Among the overall study population of 392 patients, there were 66 with GFPLA and 326 with non-GFPLA, aged 57.0 ± 13.7 and 56.7 ± 13.3 years, respectively (Table 1). The corresponding ratios of men to women in the two groups were 38:28 and 185:141, respectively. The GFPLA and non-GFPLA groups were statistically similar regard to gender ratio, age, smoking, drinking, and comorbidities. The two groups had similar etiologies in portal vein seeding, bowel and/or pelvic pathology, hepatic artery seeding, hematogenous infection, direct extension, trauma to the liver (all p > 0.05). However, the GFPLA group had more biliary source infection and less cryptogenic infection (p = 0.022 and 0.010, respectively). A history of abdominal surgery was significantly more common in patients with GFPLA compared with non-GFPLA (p = 0.002), especially hepatobiliary surgery (p = 0.024). In hepatobiliary surgery, biliary tract surgery was more common in GFPLA patients (p < 0.001), especially biliary enteric anastomosis (p = 0.030).
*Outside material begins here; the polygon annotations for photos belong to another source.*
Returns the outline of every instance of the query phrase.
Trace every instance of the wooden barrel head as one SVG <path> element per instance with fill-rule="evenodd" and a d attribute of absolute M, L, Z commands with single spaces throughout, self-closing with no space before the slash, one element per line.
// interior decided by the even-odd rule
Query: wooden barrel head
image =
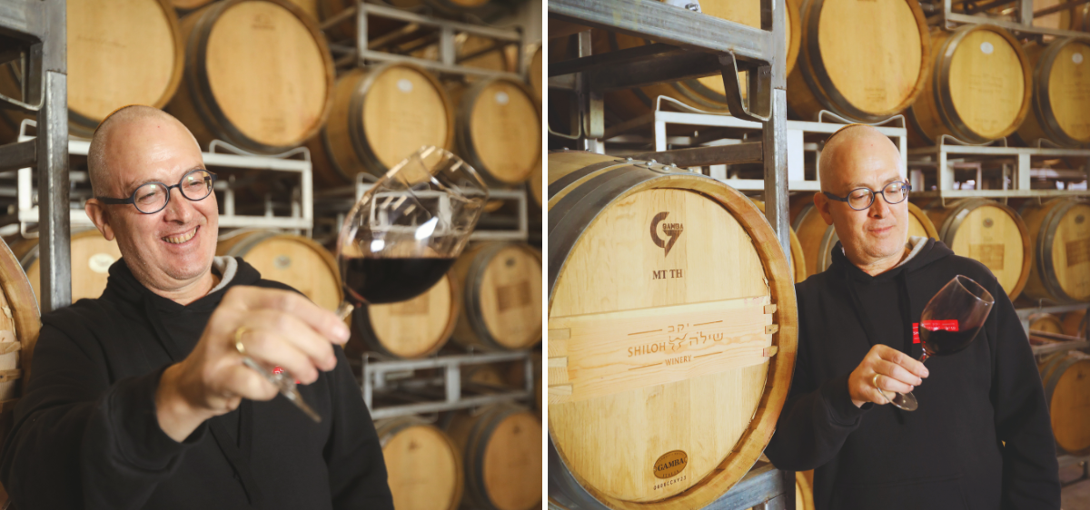
<path fill-rule="evenodd" d="M 1064 45 L 1049 71 L 1049 105 L 1059 129 L 1073 141 L 1090 143 L 1090 45 Z"/>
<path fill-rule="evenodd" d="M 68 40 L 69 110 L 84 127 L 123 106 L 161 108 L 182 78 L 182 37 L 167 0 L 71 0 Z"/>
<path fill-rule="evenodd" d="M 917 207 L 911 202 L 908 203 L 908 236 L 919 235 L 921 238 L 938 239 L 938 231 L 931 222 L 923 209 Z"/>
<path fill-rule="evenodd" d="M 1056 447 L 1073 454 L 1090 452 L 1090 355 L 1058 353 L 1040 365 Z"/>
<path fill-rule="evenodd" d="M 997 202 L 968 198 L 946 209 L 928 209 L 938 236 L 956 255 L 972 258 L 995 275 L 1007 295 L 1021 293 L 1030 274 L 1031 245 L 1026 224 Z"/>
<path fill-rule="evenodd" d="M 524 85 L 492 80 L 462 98 L 459 120 L 463 153 L 501 184 L 525 181 L 541 159 L 541 121 Z"/>
<path fill-rule="evenodd" d="M 390 66 L 374 77 L 362 113 L 367 143 L 386 168 L 425 145 L 450 143 L 446 95 L 421 69 Z"/>
<path fill-rule="evenodd" d="M 603 211 L 582 239 L 588 241 L 569 255 L 550 303 L 549 353 L 564 353 L 566 369 L 559 374 L 550 360 L 549 433 L 584 487 L 631 502 L 677 495 L 731 453 L 750 425 L 767 374 L 760 356 L 699 376 L 688 377 L 686 368 L 671 371 L 667 363 L 701 364 L 693 357 L 701 355 L 699 349 L 686 348 L 690 340 L 679 328 L 692 329 L 697 348 L 714 345 L 707 339 L 730 333 L 704 331 L 704 306 L 737 303 L 749 308 L 754 305 L 743 301 L 753 298 L 758 312 L 750 320 L 755 323 L 732 327 L 738 328 L 735 335 L 754 335 L 739 341 L 764 342 L 764 267 L 729 211 L 683 190 L 633 194 Z M 589 351 L 615 343 L 601 336 L 607 331 L 617 340 L 640 341 Z M 702 339 L 707 343 L 699 343 Z M 664 355 L 667 349 L 685 354 Z M 580 398 L 581 388 L 574 387 L 584 380 L 590 385 L 595 364 L 623 369 L 604 374 L 611 384 L 588 386 L 589 397 Z M 570 398 L 557 394 L 564 386 L 571 388 Z M 680 462 L 683 471 L 658 469 L 670 462 Z"/>
<path fill-rule="evenodd" d="M 398 510 L 458 508 L 462 466 L 450 438 L 443 430 L 422 423 L 392 434 L 384 433 L 379 428 L 393 507 Z"/>
<path fill-rule="evenodd" d="M 38 263 L 37 240 L 22 241 L 13 247 L 34 288 L 41 295 L 41 266 Z M 121 258 L 118 242 L 107 241 L 96 229 L 72 234 L 72 301 L 96 299 L 106 290 L 110 266 Z"/>
<path fill-rule="evenodd" d="M 1052 314 L 1033 314 L 1029 316 L 1029 329 L 1051 333 L 1064 333 L 1064 325 Z"/>
<path fill-rule="evenodd" d="M 916 100 L 928 75 L 931 40 L 916 2 L 796 1 L 801 51 L 788 76 L 788 101 L 804 120 L 822 110 L 874 122 Z"/>
<path fill-rule="evenodd" d="M 232 232 L 220 236 L 216 254 L 242 257 L 262 278 L 286 283 L 323 308 L 336 309 L 341 302 L 334 256 L 307 238 L 269 231 Z"/>
<path fill-rule="evenodd" d="M 368 333 L 395 356 L 426 356 L 447 343 L 459 303 L 450 277 L 443 277 L 427 292 L 409 301 L 368 305 Z"/>

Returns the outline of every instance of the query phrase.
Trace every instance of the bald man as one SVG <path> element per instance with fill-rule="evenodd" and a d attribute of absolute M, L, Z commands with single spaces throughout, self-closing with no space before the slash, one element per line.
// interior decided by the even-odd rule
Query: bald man
<path fill-rule="evenodd" d="M 46 314 L 0 459 L 28 509 L 392 509 L 336 315 L 216 257 L 215 175 L 173 117 L 126 107 L 88 154 L 86 211 L 122 258 Z M 243 365 L 299 379 L 315 423 Z"/>
<path fill-rule="evenodd" d="M 889 138 L 841 129 L 820 168 L 814 206 L 840 242 L 827 270 L 796 286 L 795 378 L 765 454 L 815 470 L 819 510 L 1058 509 L 1049 410 L 1006 292 L 942 242 L 907 239 L 909 185 Z M 920 314 L 958 275 L 995 305 L 967 349 L 923 366 Z M 919 409 L 882 391 L 912 391 Z"/>

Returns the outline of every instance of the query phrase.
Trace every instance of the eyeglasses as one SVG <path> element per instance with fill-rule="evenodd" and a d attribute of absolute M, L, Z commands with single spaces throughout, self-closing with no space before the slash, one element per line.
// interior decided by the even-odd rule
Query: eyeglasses
<path fill-rule="evenodd" d="M 825 196 L 839 202 L 847 202 L 848 207 L 856 210 L 863 210 L 869 208 L 874 204 L 874 195 L 882 195 L 882 199 L 886 201 L 886 204 L 900 204 L 908 198 L 908 192 L 912 191 L 912 185 L 904 182 L 891 182 L 886 184 L 882 191 L 876 192 L 870 187 L 857 187 L 848 193 L 848 196 L 836 196 L 828 192 L 822 192 Z"/>
<path fill-rule="evenodd" d="M 182 180 L 172 186 L 152 181 L 137 187 L 129 198 L 109 198 L 105 196 L 96 196 L 95 198 L 98 198 L 104 204 L 132 204 L 136 207 L 136 210 L 145 215 L 154 215 L 162 210 L 170 203 L 170 190 L 172 187 L 177 187 L 178 191 L 182 192 L 182 196 L 197 202 L 205 199 L 211 194 L 211 184 L 214 182 L 216 182 L 215 173 L 198 168 L 186 172 L 182 175 Z"/>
A greater percentage of the non-GFPLA group had no history of surgery compared with the GFPLA (p = 0.002). There was no significant difference in the medical history of PLA between the two groups (p = 0.086).

Table 1.

Demographic Data, Lifestyle Habits, Etiologies, Comorbidities, and Medical Histories^a

		Total	Non-GFPLA	GFPLA	p
	Subjects, n	392	326	66
Demographic data	Male/female, n/n	223/169	185/141	38/28	0.902
Demographic data	Age, y	56.8 ± 13.4	56.7 ± 13.3	57.0 ± 13.7	0.884
Lifestyle habits	Smoking	106 (27.0)	84 (25.8)	22 (33.3)	0.207
Lifestyle habits	Drinking	65 (16.6)	56 (17.2)	9 (13.6)	0.481
Etiologies	Biliary source	136 (34.7)	105 (32.2)	31 (47.0)	0.022
	Portal vein seeding, bowel and/or pelvic pathology	32 (8.2)	25 (6.9)	7 (10.6)	0.427
	Hepatic artery seeding, hematogenous infection	21 (5.4)	16 (4.9)	5 (7.6)	0.563
	Direct extension	41 (10.5)	35 (10.7)	6 9.1)	0.690
	Trauma to the liver	12 (3.1)	11 (3.4)	1 (1.5)	0.683
	Cryptogenic	150 (38.3)	134 (41.1)	16 (24.2)	0.010
Comorbidities	Hypertension	77 (19.6)	61 (18.7)	16 (24.2)	0.302
	Diabetes mellitus	124 (31.6)	101 (31.0)	23 (34.8)	0.538
	Hepatobiliary malignant diseases	44 (11.2)	33 (10.1)	11 (16.7)	0.125
	Lithiasis	150 (38.3)	122 (37.4)	28 (42.4)	0.446
	Liver cirrhosis	16 (4.1)	12 (3.7)	4 (6.1)	0.582
	Viral hepatitis	29 (7.4)	22 (6.7)	7 (10.6)	0.404
Medical histories	Abdominal surgery	177 (45.2)	136 (41.7)	41 (62.1)	0.002
	Hepatobiliary surgery	148 (37.8)	115 (35.3)	33 (50.0)	0.024
	Biliary tract surgery	18 (4.6)	9 (2.8)	9 (13.6)	< 0.001
	Biliary enteric anastomosis	11 (2.8)	6 (1.8)	5 (7.6)	0.030
	ERCP	4 (1.0)	3 (0.9)	1 (1.5)	0.523
	Cholecystectomy	38 (9.7)	34 (10.4)	4 (6.0)	0.274
	Hepatectomy	10 (2.6)	8 (2.5)	2 (3.0)	1
	Multiple hepatobiliary surgeries	63 (16.1)	48 (14.7)	15 (22.7)	0.106
	Other hepatobiliary surgery	15 (3.8)	13 (4.0)	2 (3.0)	0.986
	Other abdominal surgery	29 (7.4)	21 (6.4)	8 (12.1)	0.177
	No abdominal surgery	215 (54.8)	190 (58.3)	25 (37.9)	0.002
	PLA history	42 (10.7)	31 (9.5)	11 (16.7)	0.086

Reported as n (%), unless shown otherwise.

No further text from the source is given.